Samantha Enslin-Payne
Clothing retailer Naartjie Kids aims to open a further 50 stores in the Middle East and north Africa by 2015 after entering the region in July and will continue to expand in the US and South Africa while it seeks out new markets.
Managing director Glenn Wood said recently that, by the end of the year, the company aimed to have 20 stores in the Middle East and an additional 50 stores by 2015, including in north Africa. Currently the company has seven stores in Saudi Arabia.
This is part of a multiyear licensing agreement with Fawaz Alhokair & Company, a retail group based there.
The group currently has 52 stores in the US and 25 in South Africa.
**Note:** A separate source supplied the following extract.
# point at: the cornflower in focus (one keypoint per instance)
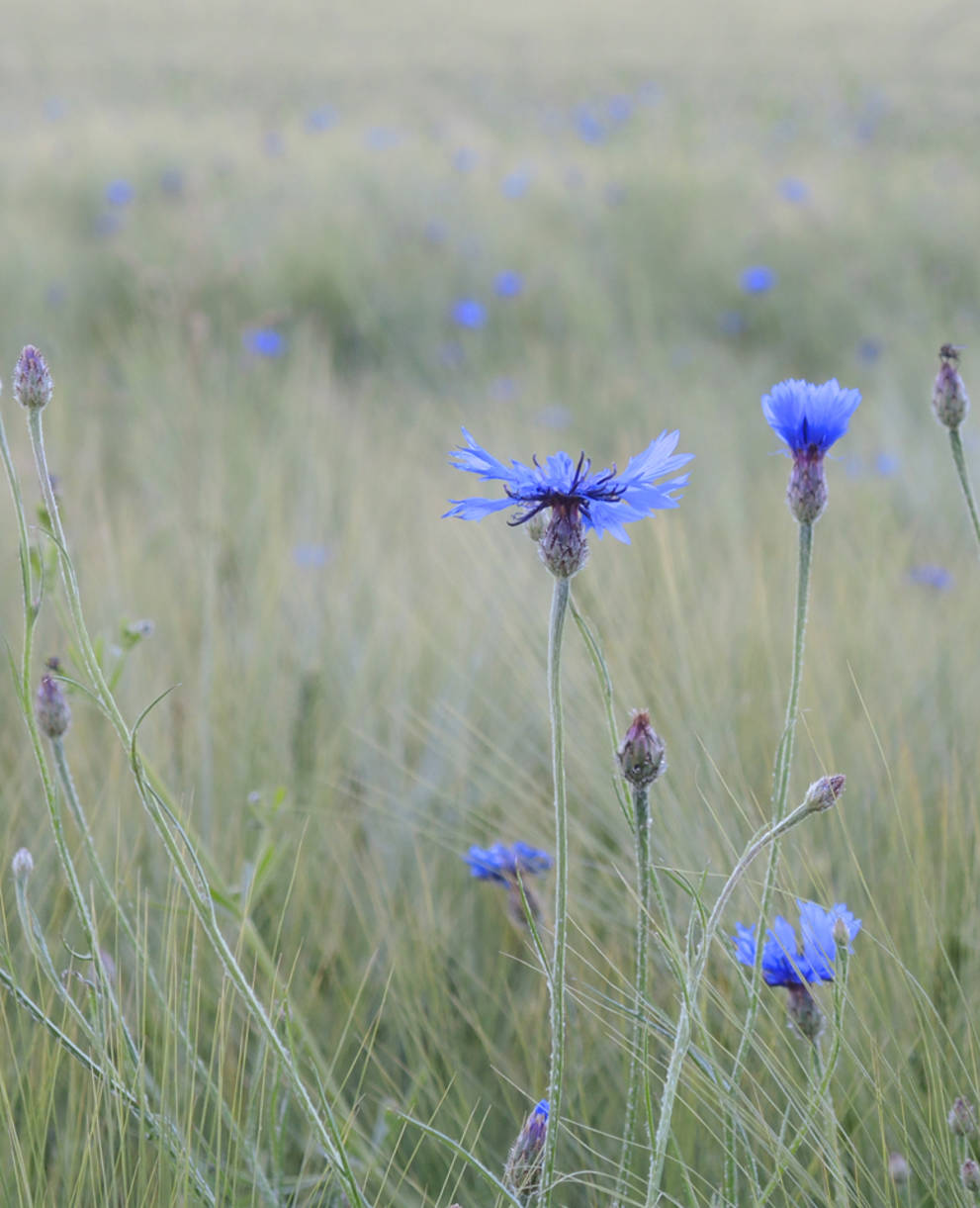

The plan is to open between 10 and 15 stores a year in the US and between four and five new outlets each year in South Africa.
Wood said retail space was restricted in South Africa and the group was already in the big malls.
“We will only go into a location if the mall, the size of the store and the rental is right,” he said.
The ideal size is between 80m2 and 100m2. “Any bigger and trading densities suffer.”
New geographies being considered are Canada, Japan, Brazil and the UK.
Wood said expansion into the Middle East was the group’s first foray into franchising, which is a model that would be used in unfamiliar markets, such as India, China and South America.
Naartjie Kids was started 21 years ago, by Anne Eales who, unable to find suitable clothes for her young sons, designed clothes for them and initially also sold these clothes at Greenmarket Square fleamarket in Cape Town, before it became a formal retail brand.
About eight years ago Eales sold the business to US investors, but they were unable to fund business growth and it was then sold on to US private equity firm Nogales in 2008.
Eales still has a stake in the business and continues to head the group’s design studio in Cape Town, where all Naartjie merchandise is conceptualised.
Clothes sold in South African stores are primarily made here, but clothes for other regions are made in China.
Woods said the volume for South America, once stores were opened there, would come to South Africa.
He said the problems in sourcing merchandise for the entire group in South Africa was that the local textile industry was in trouble.
“The biggest challenge is manufacturing continuity. Twenty years ago the textile industry was robust, but retrenchments and downsizing have resulted in a dearth of technical skills.”
It would be too costly to import fabric into South Africa for the clothes to be made here and then exported to the US and the merchandise could not be made up in time to meet the tight timelines for delivery of 10 to 11 full ranges a year.
Wood said group annual growth in revenue in the year to date was in double digits, off the high base created by last year’s World Cup. “We did not believe we could make these kinds of numbers,” Wood said.
Naartjie Kids targets upper-income consumers in South Africa but, as the brand is aspirational, it is also frequented by middle- and lower-income consumers on occasion.